1990 —
Dictionnaire des Vosgiens célèbres
SPRUNGLIN (Emmanuel Frédéric de) , colonel d’état-major
Berne (Suisse), 3 septembre 1773 – Saint-Dié, 4 août 1844
Il est le fils d’Emmanuel Frédéric de Sprunglin et de Marie Catherine Hemmann, qui forment une famille très en vue dans la ville. À l’âge de 21 ans, le jeune Emmanuel s’engage comme cadet dans les troupes hollandaises, où il sert du 11 avril 1794 au 4 août 1795. Le 5 août, il est nommé lieutenant en second au 4ème bataillon de chasseurs hollandais, formation intégrée dans l’armée française commandée par Pichegru à compter du 1er janvier 1796. Il démissionne le 18 octobre 1798 et sert comme lieutenant, puis capitaine à la 2ème légion des cuirassiers helvétiques de la ville de Berne, occupée par la France depuis mars 1798.

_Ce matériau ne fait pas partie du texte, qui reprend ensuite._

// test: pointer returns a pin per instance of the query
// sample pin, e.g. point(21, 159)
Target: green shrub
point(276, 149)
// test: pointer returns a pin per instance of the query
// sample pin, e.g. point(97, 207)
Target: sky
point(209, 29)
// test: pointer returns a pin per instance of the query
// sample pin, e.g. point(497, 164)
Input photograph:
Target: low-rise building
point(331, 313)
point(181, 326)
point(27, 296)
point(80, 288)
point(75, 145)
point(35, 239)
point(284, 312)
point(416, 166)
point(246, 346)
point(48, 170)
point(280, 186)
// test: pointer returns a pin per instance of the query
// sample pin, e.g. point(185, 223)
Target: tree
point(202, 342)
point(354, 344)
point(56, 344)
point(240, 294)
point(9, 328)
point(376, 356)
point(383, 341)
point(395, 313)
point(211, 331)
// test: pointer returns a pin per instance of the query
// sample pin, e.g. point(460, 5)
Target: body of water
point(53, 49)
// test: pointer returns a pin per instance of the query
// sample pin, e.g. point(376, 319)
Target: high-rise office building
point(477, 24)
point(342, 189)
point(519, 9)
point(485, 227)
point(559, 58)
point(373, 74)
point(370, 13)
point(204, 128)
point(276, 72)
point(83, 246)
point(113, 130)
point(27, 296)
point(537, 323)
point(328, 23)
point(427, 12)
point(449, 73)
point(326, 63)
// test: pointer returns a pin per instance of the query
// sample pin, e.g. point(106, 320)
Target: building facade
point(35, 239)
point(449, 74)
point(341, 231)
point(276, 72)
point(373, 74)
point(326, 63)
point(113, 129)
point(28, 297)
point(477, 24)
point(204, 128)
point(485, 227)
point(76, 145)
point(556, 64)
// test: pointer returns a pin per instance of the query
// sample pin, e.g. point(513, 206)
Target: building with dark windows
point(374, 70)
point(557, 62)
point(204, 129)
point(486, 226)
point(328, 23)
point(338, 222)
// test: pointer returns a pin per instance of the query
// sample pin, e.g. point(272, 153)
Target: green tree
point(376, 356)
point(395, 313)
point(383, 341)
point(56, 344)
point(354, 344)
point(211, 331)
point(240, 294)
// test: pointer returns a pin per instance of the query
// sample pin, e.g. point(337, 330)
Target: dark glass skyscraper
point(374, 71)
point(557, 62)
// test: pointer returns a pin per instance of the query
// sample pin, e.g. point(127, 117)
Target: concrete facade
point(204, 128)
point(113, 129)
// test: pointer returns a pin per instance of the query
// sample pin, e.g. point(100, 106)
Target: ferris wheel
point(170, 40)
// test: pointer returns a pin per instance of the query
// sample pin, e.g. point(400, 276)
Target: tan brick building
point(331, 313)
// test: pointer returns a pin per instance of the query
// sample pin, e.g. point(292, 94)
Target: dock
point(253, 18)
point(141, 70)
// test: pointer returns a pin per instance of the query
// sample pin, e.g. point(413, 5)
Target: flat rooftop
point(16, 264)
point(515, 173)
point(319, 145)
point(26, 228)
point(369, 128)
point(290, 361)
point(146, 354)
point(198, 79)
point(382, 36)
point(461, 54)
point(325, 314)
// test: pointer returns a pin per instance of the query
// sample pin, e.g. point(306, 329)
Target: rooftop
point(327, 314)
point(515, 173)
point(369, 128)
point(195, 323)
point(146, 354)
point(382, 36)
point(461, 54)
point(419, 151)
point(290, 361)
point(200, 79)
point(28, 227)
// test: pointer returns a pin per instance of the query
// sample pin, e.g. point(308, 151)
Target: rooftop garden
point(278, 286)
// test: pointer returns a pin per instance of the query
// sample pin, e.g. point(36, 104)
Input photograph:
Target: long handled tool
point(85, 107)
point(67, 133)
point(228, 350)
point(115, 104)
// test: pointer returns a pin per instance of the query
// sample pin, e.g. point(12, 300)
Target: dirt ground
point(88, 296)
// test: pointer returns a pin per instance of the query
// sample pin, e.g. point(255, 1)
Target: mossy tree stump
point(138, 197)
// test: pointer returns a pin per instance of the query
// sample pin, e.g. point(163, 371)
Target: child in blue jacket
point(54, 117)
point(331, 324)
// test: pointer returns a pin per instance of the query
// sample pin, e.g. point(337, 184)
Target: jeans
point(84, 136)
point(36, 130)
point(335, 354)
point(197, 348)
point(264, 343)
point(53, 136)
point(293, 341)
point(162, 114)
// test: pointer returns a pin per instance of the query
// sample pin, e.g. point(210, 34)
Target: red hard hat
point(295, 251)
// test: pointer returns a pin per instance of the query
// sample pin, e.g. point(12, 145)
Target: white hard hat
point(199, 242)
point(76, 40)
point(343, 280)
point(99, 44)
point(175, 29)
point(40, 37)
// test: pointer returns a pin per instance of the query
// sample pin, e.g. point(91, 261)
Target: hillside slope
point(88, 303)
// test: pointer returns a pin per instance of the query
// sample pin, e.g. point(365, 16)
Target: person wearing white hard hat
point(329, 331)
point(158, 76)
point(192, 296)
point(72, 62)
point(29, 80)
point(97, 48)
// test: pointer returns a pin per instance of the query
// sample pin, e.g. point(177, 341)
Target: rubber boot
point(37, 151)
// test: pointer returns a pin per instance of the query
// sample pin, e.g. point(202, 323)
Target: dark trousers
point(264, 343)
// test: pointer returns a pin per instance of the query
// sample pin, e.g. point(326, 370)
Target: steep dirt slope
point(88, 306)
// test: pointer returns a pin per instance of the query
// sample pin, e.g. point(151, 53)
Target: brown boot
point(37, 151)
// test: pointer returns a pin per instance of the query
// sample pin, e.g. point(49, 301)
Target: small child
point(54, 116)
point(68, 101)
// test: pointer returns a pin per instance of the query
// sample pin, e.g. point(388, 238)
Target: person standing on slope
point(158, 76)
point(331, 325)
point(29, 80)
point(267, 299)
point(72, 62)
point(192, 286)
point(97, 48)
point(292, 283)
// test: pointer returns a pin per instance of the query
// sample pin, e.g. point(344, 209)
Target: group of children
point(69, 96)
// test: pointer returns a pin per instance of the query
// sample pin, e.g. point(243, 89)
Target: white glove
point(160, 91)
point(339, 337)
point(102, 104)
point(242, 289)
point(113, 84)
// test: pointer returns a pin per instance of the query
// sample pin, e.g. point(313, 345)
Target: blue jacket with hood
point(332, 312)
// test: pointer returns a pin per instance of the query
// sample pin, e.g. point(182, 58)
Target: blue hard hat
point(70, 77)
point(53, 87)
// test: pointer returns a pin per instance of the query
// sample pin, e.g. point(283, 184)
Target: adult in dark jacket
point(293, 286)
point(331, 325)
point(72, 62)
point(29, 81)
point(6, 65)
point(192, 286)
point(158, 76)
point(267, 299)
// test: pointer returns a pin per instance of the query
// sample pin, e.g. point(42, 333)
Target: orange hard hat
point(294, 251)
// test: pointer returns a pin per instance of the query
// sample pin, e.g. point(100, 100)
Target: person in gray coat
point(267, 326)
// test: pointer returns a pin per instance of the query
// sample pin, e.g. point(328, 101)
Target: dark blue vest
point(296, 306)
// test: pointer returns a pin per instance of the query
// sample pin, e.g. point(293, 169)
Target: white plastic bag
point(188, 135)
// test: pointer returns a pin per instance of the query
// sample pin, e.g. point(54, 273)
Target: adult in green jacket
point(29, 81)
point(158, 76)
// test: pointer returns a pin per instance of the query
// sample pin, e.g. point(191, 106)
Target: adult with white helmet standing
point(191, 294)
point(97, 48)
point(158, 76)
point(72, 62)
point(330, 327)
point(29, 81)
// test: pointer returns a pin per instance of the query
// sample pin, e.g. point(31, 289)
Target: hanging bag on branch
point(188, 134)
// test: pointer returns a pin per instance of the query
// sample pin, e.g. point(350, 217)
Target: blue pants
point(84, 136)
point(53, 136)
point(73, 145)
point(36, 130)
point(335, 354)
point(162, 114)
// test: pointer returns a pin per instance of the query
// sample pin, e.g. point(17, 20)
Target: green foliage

En 1806, il est, par décret, affecté comme capitaine à la 2ème légion du Nord, au moment où la France a un gros besoin de troupes pour lutter contre la troisième coalition en Prusse et en Pologne. Il passe au 45e régiment de ligne le 31 mars 1808 et il part avec le 6e corps pour l’Espagne où il est employé à l’état-major du général Ney. Nommé chef de bataillon à l’armée de Portugal le 3 octobre 1810, il retrouve ensuite la Grande armée sur les champs de bataille d’Europe centrale. Major au 14e régiment de ligne le 24 avril 1813, puis colonel chef d’état-major de la 2e division du 1er corps de la Grande armée le 21 juin 1813, il est fait prisonnier le 30 août 1813. Il rentre en France le 16 juillet 1814 et est mis en demi-solde le 1er août 1814.
Il se retire alors à Saint-Dié où il arrive le 20 décembre 1814, mais l’année suivante il retrouve un emploi de chef d’état-major des gardes nationales du Haut-Rhin durant les Cent Jours. Après Waterloo, il se retrouve en demi-solde. Installé à Saint-Dié, ce soldat qui a fait les guerres de la Révolution et de l’Empire songe à demander alors ses lettres de naturalisation, qu’il obtient le 11 mars 1818.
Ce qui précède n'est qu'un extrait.